Orphaned

[Jesus said,] “I will not leave you orphaned; I am coming to you.” – John 14:18

Technically, I have been an orphan now
for twenty months and three. My mother died
as I was starting to believe that I
was an adult – perhaps, of course, before
I had achieved that title – in the waning months
before my second decade reached its close.
It seems so odd to be now older than she ever was.

My father lived much longer, though afflicted so
in latter years by Parkinson’s Disease, he could
not make the trip to visit me, his eldest son,
in the Hawaiian Islands. The flowers of this place
adorned his passing when I wish they could
have welcomed him as honored guest.
But he greeted eighty years with such a smile.

So I have been left orphaned well into
my middle age, a kinder fate than many folk
endure. If none of us were perfect in our love,
we had at least the grace to learn and grow,
to love anew when older means to love had passed.
So Jesus, if you would, come visit me, I pray,
for I am orphaned, and I weep for your embrace.

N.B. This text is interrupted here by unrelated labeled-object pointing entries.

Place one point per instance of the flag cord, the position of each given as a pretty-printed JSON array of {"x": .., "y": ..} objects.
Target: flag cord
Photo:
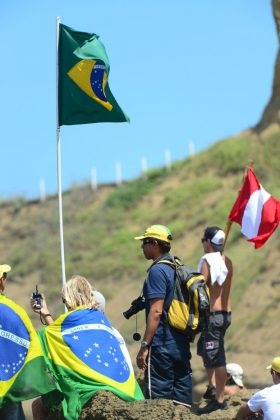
[
  {"x": 59, "y": 163},
  {"x": 229, "y": 222}
]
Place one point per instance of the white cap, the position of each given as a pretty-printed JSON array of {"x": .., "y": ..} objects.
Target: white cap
[
  {"x": 236, "y": 372},
  {"x": 100, "y": 299}
]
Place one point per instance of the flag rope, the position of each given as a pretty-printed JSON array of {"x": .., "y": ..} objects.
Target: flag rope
[{"x": 229, "y": 222}]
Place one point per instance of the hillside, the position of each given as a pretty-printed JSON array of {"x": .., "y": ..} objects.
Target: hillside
[{"x": 99, "y": 228}]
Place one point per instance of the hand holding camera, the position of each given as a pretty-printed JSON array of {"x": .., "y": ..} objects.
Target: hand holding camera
[
  {"x": 136, "y": 306},
  {"x": 36, "y": 299}
]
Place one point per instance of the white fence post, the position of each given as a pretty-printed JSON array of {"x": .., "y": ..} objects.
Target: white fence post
[
  {"x": 93, "y": 179},
  {"x": 118, "y": 173},
  {"x": 144, "y": 166},
  {"x": 168, "y": 159},
  {"x": 191, "y": 148}
]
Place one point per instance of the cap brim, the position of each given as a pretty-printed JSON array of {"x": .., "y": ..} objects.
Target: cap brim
[{"x": 238, "y": 381}]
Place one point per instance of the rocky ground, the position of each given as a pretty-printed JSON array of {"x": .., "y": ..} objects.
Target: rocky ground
[{"x": 106, "y": 406}]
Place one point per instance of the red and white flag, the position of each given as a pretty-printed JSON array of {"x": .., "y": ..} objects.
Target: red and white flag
[{"x": 257, "y": 212}]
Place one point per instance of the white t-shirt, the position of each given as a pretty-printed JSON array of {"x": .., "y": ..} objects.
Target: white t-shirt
[{"x": 267, "y": 400}]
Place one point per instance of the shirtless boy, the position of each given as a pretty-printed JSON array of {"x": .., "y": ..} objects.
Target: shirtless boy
[{"x": 217, "y": 270}]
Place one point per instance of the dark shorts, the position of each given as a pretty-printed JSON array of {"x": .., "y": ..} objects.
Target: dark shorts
[
  {"x": 210, "y": 345},
  {"x": 169, "y": 374}
]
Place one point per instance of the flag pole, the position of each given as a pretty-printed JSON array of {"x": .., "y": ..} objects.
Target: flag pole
[
  {"x": 229, "y": 222},
  {"x": 59, "y": 162}
]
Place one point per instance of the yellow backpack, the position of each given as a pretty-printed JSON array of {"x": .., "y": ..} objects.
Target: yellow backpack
[{"x": 190, "y": 306}]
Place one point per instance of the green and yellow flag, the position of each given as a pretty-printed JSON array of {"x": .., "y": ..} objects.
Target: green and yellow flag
[
  {"x": 23, "y": 371},
  {"x": 84, "y": 95},
  {"x": 84, "y": 355}
]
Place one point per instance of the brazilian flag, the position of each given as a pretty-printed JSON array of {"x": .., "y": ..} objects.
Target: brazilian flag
[
  {"x": 84, "y": 95},
  {"x": 85, "y": 355},
  {"x": 23, "y": 371}
]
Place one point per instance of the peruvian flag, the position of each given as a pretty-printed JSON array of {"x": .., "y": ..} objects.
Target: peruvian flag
[{"x": 257, "y": 212}]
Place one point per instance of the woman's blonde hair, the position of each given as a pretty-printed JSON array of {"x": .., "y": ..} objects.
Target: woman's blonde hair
[{"x": 78, "y": 292}]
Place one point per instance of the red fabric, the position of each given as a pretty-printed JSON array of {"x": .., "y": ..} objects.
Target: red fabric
[{"x": 270, "y": 213}]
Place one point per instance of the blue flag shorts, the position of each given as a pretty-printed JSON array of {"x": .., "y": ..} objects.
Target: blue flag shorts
[{"x": 210, "y": 345}]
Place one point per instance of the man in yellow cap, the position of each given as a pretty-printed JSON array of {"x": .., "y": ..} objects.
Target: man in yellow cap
[
  {"x": 164, "y": 354},
  {"x": 4, "y": 269},
  {"x": 267, "y": 400}
]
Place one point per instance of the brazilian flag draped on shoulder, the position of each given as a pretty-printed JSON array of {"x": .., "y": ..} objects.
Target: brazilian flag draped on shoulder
[
  {"x": 23, "y": 371},
  {"x": 84, "y": 356},
  {"x": 84, "y": 95}
]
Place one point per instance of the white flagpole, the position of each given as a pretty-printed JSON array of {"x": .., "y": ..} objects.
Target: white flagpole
[{"x": 59, "y": 163}]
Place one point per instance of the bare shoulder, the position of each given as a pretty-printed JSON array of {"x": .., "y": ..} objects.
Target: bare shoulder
[{"x": 228, "y": 263}]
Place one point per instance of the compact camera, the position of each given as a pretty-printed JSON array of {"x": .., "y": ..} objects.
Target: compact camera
[{"x": 38, "y": 297}]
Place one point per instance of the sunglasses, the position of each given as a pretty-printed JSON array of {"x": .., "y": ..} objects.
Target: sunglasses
[{"x": 147, "y": 241}]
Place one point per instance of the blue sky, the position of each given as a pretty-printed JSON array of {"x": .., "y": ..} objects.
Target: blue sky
[{"x": 183, "y": 70}]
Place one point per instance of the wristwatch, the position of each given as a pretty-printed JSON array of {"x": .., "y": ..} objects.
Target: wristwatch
[{"x": 144, "y": 344}]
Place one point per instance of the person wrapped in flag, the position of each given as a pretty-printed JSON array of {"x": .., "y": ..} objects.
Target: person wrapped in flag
[
  {"x": 23, "y": 371},
  {"x": 83, "y": 352}
]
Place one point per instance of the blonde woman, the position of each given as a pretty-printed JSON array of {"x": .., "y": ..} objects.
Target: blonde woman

A poem/prayer based on John 14:15-21, the Revised Common Lectionary Gospel Reading for Year A, sixth Sunday of Easter.

The photo is of my father and my mother on their wedding day in 1962; photographer unknown.

This poem/prayer fails to honor the woman my father married in 1995; they met while both pursuing M.Div. degrees at Andover Newton Theological School. She has been the mother-to-an-adult my own mother could not be. My son said it best. His grandfather had had the privilege to marry the love of his life twice.

Real Problem

At one time or another,
or many times, in fact,
the ones who serve as pastors
cry, beset with too much evidence
of human triviality,

“Oh, get yourself a real problem!”

And then, we gaze upon the weary brow,
the face so thinned by illness that
we didn’t recognize the sufferer,
and pray, with all our heart,
for triviality.

Photo by Eric Anderson.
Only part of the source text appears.